Whanganui District Health Board
- Location of the Whanganui DHB (green) in New Zealand
- Abbreviation: WDHB
- Formation: 1 January 2001; 25 years ago
- Founder: New Zealand Government
- Dissolved: 1 July 2022; 3 years ago
- Legal status: Active
- Purpose: DHB
- Services: Health and disability services
- Parent organization: Ministry of Health
- Website: www.wdhb.org.nz

= Whanganui District Health Board =

District health board of New Zealand

The Whanganui District Health Board (Whanganui DHB or WDHB) was a district health board that provided healthcare to the Wanganui, Rangitikei, and parts of the Ruapehu districts of New Zealand. In July 2022, it was merged into the national health service Te Whatu Ora (Health New Zealand).

==History==
The Whanganui District Health Board, like most other district health boards, came into effect on 1 January 2001 established by the New Zealand Public Health and Disability Act 2000.

On 1 July 2022, the Whanganui DHB and the other 19 district health boards were disestablished, with Te Whatu Ora (Health New Zealand) assuming their former functions and operations including hospitals and health services. The Waikato DHB was brought under Te Whatu Ora's Central division.

==Geographic area==
The area covered by the Whanganui District Health Board was defined in Schedule 1 of the New Zealand Public Health and Disability Act 2000 and based on territorial authority and ward boundaries as constituted as at 1 January 2001. The area could have been adjusted through an Order in Council.

==Governance==
The initial board was fully appointed.
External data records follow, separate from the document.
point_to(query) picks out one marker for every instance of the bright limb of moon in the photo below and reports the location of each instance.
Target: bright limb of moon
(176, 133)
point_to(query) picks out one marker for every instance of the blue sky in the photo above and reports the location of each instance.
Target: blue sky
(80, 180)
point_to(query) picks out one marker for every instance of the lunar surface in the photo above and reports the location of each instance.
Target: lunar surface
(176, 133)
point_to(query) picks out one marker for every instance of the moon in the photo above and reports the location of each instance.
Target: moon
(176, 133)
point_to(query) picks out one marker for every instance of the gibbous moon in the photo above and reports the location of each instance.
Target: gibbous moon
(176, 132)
Since the 2001 local elections, the board had been partially elected (seven members) and in addition, up to four members get appointed by the Minister of Health. The minister also appoints the chairperson and deputy-chair from the pool of eleven board members.

==Demographics==

Whanganui DHB served a population of 64,599 at the 2018 New Zealand census, an increase of 4,479 people (7.5%) since the 2013 census, and an increase of 2,388 people (3.8%) since the 2006 census. There were 25,281 households. There were 31,731 males and 32,871 females, giving a sex ratio of 0.97 males per female. The median age was 42.1 years (compared with 37.4 years nationally), with 13,068 people (20.2%) aged under 15 years, 11,142 (17.2%) aged 15 to 29, 27,807 (43.0%) aged 30 to 64, and 12,579 (19.5%) aged 65 or older.
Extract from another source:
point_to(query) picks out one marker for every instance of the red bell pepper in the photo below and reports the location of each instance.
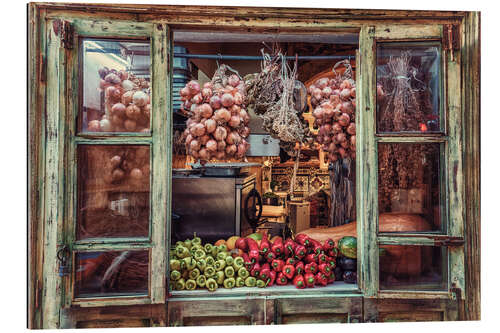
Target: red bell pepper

Ethnicities were 78.5% European/Pākehā, 27.4% Māori, 4.0% Pacific peoples, 3.7% Asian, and 1.7% other ethnicities. People may identify with more than one ethnicity.

The percentage of people born overseas was 12.2, compared with 27.1% nationally.

Although some people objected to giving their religion, 48.0% had no religion, 37.1% were Christian, 0.6% were Hindu, 0.2% were Muslim, 0.4% were Buddhist and 5.6% had other religions.

Of those at least 15 years old, 6,918 (13.4%) people had a bachelor or higher degree, and 12,087 (23.5%) people had no formal qualifications. The median income was $25,100, compared with $31,800 nationally. 4,983 people (9.7%) earned over $70,000 compared to 17.2% nationally. The employment status of those at least 15 was that 22,812 (44.3%) people were employed full-time, 7,788 (15.1%) were part-time, and 2,412 (4.7%) were unemployed.

==Hospitals==

===Public hospitals===

- Whanganui Hospital in Gonville, Whanganui has 172 beds and provides children's health, maternity, surgical, medical, geriatric and mental health services.

===Private hospitals===

- Taihape Health in Taihape, Rangitikei District has two beds and provides maternity services.
- Belverdale Hospital in Whanganui Central, Whanganui has 15 beds and provides surgical services.
- Hospice Wanganui in Otamatea, Whanganui has five beds and provides medical services.